Per le associazioni di categoria il Cura Italia non sarà sufficiente. La raccolta delle fragole necessita più lavoratori e gli asili nido privati chiedono agevolazioni.

Per le associazioni di categoria il Cura Italia non sarà sufficiente. La raccolta delle fragole necessita più lavoratori e gli asili nido privati chiedono agevolazioni.

Secondo l’ufficio studi di Confartigianato del Veneto, sono 29.050 i potenziali beneficiari del bonus di 600 euro per il mese di marzo per autonomi e partite Iva appartenenti al comparto artigiano, nella provincia di Verona.  16.978 sono i titolari, 5.980 i soci, 5.536 gli amministratori, mentre 557 coloro che hanno altre cariche.

«Si tratta di un provvedimento d’emergenza – ha dichiarato il presidente di Confartigianato Imprese Verona Roberto Iraci Sareri –, varato in fretta come prima risposta, ma oltre ad aver disturbato molti, che si sono visti valutare così poco il loro lavoro, la misura è del tutto insufficiente».

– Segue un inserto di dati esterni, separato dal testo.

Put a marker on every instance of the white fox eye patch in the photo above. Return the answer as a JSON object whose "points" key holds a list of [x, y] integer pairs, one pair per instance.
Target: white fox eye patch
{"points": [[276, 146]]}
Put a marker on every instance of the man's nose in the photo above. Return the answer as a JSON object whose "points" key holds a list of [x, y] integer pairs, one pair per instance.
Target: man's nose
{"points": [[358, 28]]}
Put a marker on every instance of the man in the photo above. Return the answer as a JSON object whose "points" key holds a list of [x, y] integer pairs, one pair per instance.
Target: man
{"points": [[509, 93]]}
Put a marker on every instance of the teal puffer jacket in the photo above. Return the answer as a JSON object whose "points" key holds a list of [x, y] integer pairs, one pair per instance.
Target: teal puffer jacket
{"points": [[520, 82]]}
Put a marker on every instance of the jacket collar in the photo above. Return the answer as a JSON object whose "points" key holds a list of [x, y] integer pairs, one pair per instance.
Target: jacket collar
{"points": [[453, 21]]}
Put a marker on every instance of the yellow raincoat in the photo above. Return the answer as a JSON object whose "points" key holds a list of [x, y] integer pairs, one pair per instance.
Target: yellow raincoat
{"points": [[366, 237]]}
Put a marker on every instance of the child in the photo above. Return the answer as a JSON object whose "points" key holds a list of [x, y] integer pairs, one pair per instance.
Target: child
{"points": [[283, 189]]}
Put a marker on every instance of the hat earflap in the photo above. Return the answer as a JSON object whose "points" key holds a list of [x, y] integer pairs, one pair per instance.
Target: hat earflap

Secondo Iraci Sareri, infatti, «se tutti i 29.050 presentassero richiesta, l’Inps dovrebbe erogare ben 17 milioni e 430.000 euro solo agli artigiani veronesi. Invece il fondo stanziato è limitato e ad esaurimento, a meno che il governo non decida di rifinanziarlo».

Attualmente, secondo i dati di Confartigianato Verona, a seguito dei due decreti dell’11 marzo e del 22 marzo, con il correttivo del 25 marzo, sono 15.308 le imprese artigiane della provincia di Verona che hanno dovuto chiudere. Un numero che vale il 61,1% del totale delle imprese artigiane (24.775). Il numero di addetti che si trovano a casa dal lavoro è di 32.376, pari al 55,7% del totale dell’artigianato scaligero.

Preoccupata anche Coldiretti Verona che, nonostante la proroga dei permessi di soggiorno dei lavoratori stranieri e alla possibilità di far lavorare in campagna i parenti sino al 6° grado, per la raccolta delle fragole stima una necessità di circa 4.000 lavoratori solo nel veronese.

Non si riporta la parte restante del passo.